Assalamu’alaikum Ibu yang baik,
Saya seorang pekerja swasta dengan posisi Manajer, menikah, dan mempunyai seorang anak. Saat ini saya sedang naksir berat dengan sekretaris saya yang berlainan agama. Dari awal kehidupan keluarga saya baik-baik saja, tidak ada masalah sama sekali. Hanya saja sejak kehadiran sekretaris baru saya ini, saya jadi demikian tertariknya dengan dia. Saya bukan tipe yang suka selingkuh Bu, berumah tangga 8 tahun tanpa masalah WIL.
Keinginan saya untuk menikahi dia demikian kuatnya, walaupun saya belum berani mengungkapkan ke siapapun, termasuk ke dia, lebih-lebih lagi ke isteri saya. Baru dengan ibu saya berani berterus-terang. Saya memiliki niat untuk membawanya ke dalam Islam. Memang tidak akan mudah, karena ia juga adalah seorang penganut agama nasrani yang taat.

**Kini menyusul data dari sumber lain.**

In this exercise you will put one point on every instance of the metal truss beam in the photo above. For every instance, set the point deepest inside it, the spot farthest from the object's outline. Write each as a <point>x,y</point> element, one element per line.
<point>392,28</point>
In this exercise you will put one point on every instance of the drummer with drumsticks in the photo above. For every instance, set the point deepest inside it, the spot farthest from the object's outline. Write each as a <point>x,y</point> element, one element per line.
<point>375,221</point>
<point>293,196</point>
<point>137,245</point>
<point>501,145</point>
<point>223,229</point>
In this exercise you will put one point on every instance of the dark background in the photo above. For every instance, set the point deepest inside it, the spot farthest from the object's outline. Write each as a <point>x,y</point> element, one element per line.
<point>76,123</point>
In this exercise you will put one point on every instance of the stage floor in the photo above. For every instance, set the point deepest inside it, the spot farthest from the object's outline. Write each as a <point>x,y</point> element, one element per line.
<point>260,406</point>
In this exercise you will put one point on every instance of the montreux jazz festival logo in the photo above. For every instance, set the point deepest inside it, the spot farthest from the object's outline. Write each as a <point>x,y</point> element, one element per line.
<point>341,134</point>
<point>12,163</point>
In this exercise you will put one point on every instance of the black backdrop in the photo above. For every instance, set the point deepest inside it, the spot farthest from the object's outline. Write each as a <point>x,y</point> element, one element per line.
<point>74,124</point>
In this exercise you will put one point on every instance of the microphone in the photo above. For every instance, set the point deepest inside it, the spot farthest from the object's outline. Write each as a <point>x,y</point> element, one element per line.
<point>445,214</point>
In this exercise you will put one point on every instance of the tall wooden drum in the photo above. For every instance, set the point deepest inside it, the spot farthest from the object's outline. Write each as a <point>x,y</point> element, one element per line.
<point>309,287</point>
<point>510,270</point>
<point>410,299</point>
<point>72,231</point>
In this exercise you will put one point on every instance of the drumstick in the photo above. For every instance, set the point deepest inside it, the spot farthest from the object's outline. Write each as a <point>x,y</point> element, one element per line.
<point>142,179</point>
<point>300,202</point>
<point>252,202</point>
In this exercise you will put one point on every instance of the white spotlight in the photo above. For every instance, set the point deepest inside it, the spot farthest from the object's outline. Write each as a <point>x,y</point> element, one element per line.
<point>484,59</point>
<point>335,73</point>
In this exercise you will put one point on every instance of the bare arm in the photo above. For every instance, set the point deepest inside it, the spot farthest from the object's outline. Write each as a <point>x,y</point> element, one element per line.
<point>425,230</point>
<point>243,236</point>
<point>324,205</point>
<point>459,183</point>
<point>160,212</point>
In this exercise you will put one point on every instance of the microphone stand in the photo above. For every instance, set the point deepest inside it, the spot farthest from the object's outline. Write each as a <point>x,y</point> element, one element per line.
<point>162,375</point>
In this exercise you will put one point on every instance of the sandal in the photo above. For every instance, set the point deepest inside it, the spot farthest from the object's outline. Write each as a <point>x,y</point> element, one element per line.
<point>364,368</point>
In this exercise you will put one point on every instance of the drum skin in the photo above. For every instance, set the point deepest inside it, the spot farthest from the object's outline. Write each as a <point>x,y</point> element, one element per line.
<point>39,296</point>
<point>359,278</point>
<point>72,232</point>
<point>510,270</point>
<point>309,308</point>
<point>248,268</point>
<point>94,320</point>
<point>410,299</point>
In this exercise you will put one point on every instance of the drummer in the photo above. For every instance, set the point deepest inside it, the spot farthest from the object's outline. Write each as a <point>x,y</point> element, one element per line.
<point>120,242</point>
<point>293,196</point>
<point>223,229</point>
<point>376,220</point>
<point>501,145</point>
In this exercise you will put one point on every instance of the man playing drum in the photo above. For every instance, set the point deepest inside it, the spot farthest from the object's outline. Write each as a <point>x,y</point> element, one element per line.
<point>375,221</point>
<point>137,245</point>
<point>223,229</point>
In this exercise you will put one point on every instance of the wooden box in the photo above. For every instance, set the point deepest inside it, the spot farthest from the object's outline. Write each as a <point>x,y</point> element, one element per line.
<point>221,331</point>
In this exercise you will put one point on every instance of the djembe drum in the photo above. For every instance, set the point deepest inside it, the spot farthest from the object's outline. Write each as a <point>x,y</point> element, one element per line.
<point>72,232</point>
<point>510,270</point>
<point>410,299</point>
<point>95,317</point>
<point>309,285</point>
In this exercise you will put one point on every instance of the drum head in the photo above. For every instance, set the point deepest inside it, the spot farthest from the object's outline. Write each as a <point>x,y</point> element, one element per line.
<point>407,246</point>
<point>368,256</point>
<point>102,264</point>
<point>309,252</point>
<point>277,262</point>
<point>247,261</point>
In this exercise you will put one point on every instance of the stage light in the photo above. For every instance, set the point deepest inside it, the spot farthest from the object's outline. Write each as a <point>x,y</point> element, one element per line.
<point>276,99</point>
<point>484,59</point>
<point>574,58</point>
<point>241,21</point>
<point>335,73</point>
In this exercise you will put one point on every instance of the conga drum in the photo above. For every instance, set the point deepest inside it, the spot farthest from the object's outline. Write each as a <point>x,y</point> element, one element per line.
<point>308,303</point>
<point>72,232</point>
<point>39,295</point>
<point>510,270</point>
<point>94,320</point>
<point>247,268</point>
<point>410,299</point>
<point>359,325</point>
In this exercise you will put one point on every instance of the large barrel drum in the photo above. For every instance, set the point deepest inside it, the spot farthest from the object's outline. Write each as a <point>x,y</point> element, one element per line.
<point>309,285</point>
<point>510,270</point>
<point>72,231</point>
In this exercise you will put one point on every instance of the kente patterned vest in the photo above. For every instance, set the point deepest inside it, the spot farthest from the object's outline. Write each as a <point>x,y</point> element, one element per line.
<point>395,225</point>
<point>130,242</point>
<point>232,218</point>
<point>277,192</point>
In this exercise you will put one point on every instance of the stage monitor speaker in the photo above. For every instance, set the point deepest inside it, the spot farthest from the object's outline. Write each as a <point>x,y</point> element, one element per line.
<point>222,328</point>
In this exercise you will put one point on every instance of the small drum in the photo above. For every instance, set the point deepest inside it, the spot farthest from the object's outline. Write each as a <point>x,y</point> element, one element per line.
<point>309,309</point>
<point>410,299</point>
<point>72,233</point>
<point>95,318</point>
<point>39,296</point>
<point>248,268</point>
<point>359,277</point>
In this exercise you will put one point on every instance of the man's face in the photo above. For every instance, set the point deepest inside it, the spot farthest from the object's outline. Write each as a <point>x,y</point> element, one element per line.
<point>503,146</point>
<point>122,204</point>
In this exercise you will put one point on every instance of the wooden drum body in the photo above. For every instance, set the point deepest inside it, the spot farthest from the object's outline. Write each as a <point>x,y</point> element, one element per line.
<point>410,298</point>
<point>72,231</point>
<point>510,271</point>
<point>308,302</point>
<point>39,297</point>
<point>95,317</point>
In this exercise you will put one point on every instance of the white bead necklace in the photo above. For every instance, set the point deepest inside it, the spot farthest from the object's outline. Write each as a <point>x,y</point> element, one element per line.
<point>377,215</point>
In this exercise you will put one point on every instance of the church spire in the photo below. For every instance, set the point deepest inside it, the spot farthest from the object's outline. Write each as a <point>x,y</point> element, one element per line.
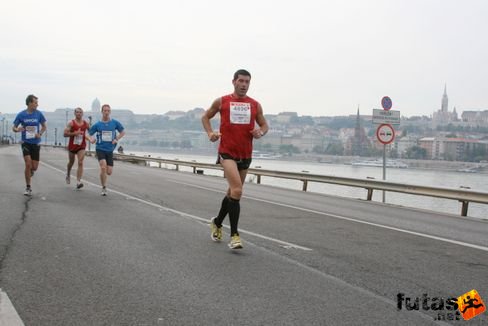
<point>444,107</point>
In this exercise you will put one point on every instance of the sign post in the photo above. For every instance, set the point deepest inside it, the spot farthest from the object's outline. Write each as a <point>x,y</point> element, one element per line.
<point>385,132</point>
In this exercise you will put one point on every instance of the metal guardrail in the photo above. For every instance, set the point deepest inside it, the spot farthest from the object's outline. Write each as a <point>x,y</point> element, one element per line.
<point>462,195</point>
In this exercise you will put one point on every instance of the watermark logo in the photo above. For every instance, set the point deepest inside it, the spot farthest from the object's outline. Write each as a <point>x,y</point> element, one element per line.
<point>470,304</point>
<point>444,308</point>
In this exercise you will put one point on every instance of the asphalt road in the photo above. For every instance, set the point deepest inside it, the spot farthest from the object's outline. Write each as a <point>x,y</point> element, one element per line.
<point>143,254</point>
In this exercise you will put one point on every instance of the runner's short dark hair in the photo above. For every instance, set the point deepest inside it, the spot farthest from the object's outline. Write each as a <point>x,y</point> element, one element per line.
<point>31,98</point>
<point>241,72</point>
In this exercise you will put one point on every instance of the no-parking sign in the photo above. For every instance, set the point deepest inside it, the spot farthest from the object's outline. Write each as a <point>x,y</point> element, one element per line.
<point>385,133</point>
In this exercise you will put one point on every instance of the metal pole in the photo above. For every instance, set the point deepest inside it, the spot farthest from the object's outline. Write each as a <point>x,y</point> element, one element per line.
<point>89,124</point>
<point>384,168</point>
<point>66,123</point>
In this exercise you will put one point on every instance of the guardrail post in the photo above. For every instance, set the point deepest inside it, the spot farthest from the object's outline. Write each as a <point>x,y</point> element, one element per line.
<point>464,209</point>
<point>370,194</point>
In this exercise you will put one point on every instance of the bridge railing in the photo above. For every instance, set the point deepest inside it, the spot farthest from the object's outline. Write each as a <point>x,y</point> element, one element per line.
<point>465,196</point>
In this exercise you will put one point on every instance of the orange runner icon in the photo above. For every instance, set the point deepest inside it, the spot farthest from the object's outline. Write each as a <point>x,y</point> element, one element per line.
<point>470,305</point>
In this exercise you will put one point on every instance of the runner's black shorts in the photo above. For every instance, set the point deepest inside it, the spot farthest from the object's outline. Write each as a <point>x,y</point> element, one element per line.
<point>242,163</point>
<point>33,150</point>
<point>107,156</point>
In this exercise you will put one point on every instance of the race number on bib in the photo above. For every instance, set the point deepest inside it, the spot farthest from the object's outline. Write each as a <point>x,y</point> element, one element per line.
<point>78,139</point>
<point>240,113</point>
<point>30,132</point>
<point>107,135</point>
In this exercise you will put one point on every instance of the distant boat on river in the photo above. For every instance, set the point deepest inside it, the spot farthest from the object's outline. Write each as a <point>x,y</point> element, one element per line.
<point>265,156</point>
<point>379,163</point>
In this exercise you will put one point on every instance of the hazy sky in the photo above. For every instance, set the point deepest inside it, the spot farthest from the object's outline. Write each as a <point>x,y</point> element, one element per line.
<point>316,57</point>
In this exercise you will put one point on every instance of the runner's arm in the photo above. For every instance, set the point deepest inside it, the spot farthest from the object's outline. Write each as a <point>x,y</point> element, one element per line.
<point>67,130</point>
<point>262,123</point>
<point>43,128</point>
<point>209,114</point>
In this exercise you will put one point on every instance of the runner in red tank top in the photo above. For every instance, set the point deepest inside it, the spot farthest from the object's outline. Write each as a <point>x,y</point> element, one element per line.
<point>239,115</point>
<point>76,131</point>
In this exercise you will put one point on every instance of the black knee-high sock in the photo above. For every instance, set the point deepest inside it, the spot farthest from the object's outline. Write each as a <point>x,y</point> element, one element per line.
<point>234,208</point>
<point>223,211</point>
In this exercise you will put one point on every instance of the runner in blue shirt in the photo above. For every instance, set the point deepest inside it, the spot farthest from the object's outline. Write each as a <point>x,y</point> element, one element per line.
<point>108,133</point>
<point>32,124</point>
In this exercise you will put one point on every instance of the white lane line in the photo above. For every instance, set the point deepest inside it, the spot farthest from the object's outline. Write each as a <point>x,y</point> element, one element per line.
<point>8,314</point>
<point>433,237</point>
<point>194,217</point>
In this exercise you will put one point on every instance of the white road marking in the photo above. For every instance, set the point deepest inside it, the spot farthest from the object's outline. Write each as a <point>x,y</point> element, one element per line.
<point>8,314</point>
<point>194,217</point>
<point>433,237</point>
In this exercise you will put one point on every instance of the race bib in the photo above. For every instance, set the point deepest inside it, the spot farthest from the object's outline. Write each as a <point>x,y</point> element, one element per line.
<point>107,135</point>
<point>78,139</point>
<point>240,113</point>
<point>30,132</point>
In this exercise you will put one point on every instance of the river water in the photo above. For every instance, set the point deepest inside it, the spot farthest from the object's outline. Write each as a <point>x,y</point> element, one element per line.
<point>436,178</point>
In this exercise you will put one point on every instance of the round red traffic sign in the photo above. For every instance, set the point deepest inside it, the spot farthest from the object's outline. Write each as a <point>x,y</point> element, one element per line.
<point>385,133</point>
<point>386,103</point>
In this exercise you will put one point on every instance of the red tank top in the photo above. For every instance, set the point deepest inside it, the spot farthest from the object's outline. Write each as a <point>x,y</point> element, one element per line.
<point>77,142</point>
<point>237,119</point>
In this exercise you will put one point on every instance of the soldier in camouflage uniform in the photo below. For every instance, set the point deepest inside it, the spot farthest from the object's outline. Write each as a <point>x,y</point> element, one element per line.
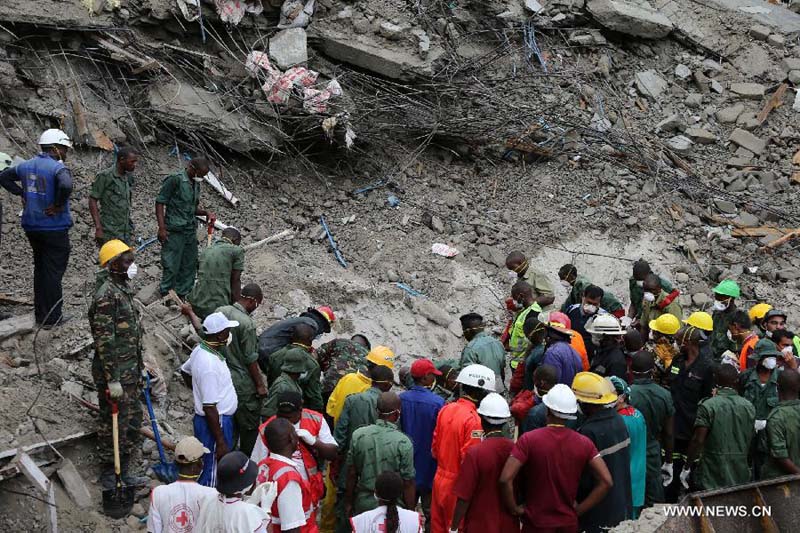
<point>117,365</point>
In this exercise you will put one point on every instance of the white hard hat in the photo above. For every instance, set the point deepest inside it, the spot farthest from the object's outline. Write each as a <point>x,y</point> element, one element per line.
<point>54,136</point>
<point>477,376</point>
<point>495,408</point>
<point>604,325</point>
<point>561,400</point>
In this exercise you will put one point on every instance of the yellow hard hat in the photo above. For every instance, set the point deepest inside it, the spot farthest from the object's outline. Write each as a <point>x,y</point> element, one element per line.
<point>112,249</point>
<point>593,388</point>
<point>667,324</point>
<point>758,311</point>
<point>381,356</point>
<point>700,320</point>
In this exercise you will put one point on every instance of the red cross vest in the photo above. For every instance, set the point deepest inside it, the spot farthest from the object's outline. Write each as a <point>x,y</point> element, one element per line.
<point>281,474</point>
<point>311,421</point>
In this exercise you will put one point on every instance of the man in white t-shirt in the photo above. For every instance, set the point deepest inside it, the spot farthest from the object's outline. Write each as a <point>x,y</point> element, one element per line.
<point>175,507</point>
<point>215,400</point>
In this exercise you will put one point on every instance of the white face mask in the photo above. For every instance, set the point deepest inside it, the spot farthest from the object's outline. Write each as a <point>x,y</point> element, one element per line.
<point>133,270</point>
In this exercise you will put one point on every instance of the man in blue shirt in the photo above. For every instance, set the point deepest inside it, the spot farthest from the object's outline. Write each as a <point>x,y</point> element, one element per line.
<point>419,409</point>
<point>45,185</point>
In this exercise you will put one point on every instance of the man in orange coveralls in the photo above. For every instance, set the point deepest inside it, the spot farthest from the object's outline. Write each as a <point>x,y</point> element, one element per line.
<point>457,428</point>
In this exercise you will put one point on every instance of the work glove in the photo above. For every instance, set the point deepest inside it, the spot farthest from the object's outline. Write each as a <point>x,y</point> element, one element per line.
<point>666,474</point>
<point>115,390</point>
<point>685,477</point>
<point>307,437</point>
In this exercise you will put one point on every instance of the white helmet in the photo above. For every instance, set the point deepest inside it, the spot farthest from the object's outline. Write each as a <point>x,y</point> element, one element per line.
<point>494,408</point>
<point>477,376</point>
<point>604,325</point>
<point>54,136</point>
<point>561,400</point>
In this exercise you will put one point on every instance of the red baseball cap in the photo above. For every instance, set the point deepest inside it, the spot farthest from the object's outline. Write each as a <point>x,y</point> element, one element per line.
<point>423,367</point>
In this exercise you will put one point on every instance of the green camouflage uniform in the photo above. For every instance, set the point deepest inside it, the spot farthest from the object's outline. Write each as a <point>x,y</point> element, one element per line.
<point>239,354</point>
<point>113,192</point>
<point>180,196</point>
<point>116,328</point>
<point>730,420</point>
<point>213,287</point>
<point>783,437</point>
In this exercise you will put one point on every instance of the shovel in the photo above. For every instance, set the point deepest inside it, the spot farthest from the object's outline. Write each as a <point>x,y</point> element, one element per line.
<point>166,472</point>
<point>117,502</point>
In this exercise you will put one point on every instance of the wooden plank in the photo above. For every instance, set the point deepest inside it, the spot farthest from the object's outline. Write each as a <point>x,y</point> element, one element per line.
<point>74,484</point>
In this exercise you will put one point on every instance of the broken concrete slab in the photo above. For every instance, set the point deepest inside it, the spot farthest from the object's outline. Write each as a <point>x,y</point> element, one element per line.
<point>289,47</point>
<point>638,20</point>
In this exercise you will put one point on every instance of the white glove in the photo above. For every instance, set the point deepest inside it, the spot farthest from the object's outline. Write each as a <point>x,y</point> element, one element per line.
<point>307,437</point>
<point>666,474</point>
<point>685,477</point>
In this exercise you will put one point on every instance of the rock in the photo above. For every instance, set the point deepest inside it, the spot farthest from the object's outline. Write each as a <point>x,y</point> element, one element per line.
<point>747,140</point>
<point>728,115</point>
<point>751,91</point>
<point>289,47</point>
<point>650,84</point>
<point>759,32</point>
<point>629,18</point>
<point>701,136</point>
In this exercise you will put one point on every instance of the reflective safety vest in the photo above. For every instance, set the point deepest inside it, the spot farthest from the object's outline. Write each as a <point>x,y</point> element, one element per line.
<point>311,421</point>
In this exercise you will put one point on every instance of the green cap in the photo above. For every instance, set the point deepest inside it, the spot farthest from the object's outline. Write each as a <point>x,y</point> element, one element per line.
<point>294,361</point>
<point>728,287</point>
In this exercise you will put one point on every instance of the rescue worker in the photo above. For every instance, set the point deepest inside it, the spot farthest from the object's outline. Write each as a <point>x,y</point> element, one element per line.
<point>292,509</point>
<point>656,302</point>
<point>458,427</point>
<point>110,199</point>
<point>215,400</point>
<point>690,379</point>
<point>655,404</point>
<point>641,269</point>
<point>662,332</point>
<point>220,273</point>
<point>241,356</point>
<point>479,504</point>
<point>117,365</point>
<point>280,334</point>
<point>315,443</point>
<point>289,381</point>
<point>783,429</point>
<point>311,375</point>
<point>482,348</point>
<point>555,458</point>
<point>741,332</point>
<point>568,274</point>
<point>723,432</point>
<point>635,423</point>
<point>45,185</point>
<point>339,357</point>
<point>518,344</point>
<point>177,205</point>
<point>378,448</point>
<point>606,429</point>
<point>520,270</point>
<point>609,359</point>
<point>420,407</point>
<point>176,507</point>
<point>725,295</point>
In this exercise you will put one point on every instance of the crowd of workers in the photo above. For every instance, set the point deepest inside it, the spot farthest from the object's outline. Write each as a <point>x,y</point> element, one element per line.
<point>573,419</point>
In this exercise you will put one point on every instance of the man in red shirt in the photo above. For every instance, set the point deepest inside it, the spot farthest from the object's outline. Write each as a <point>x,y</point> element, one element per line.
<point>554,458</point>
<point>479,502</point>
<point>458,427</point>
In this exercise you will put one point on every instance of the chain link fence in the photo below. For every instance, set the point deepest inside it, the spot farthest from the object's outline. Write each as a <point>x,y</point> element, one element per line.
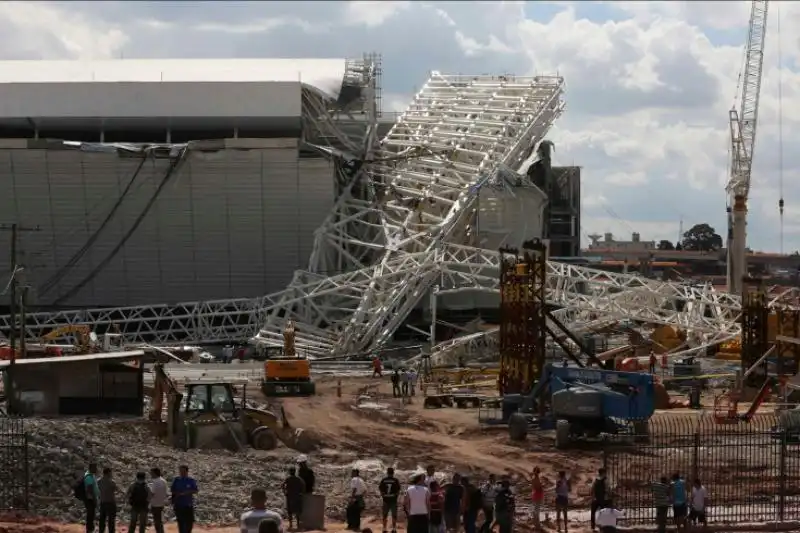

Apa yang harus saya lakukan Bu, saya sudah coba untuk menjauhinya beberapa kali, tapi hati saya tidak bisa lari darinya. Tanggapan dari dia sejauh ini masih terhitung normal, walaupun ada sedikit tanda-tanda lampu hijau yang dia berikan. Saya tidak berani mengatakan kepadanya, karena latar belakang saya yang sudah berkeluarga. Apalagi sampai mengatakannya ke isteri saya, saya amat sangat tidak berani. Hanya kepada Allah sajalah saya ungkapkan lewat sholat Tahajjud setiap malam selama hampir 3 bulan ini.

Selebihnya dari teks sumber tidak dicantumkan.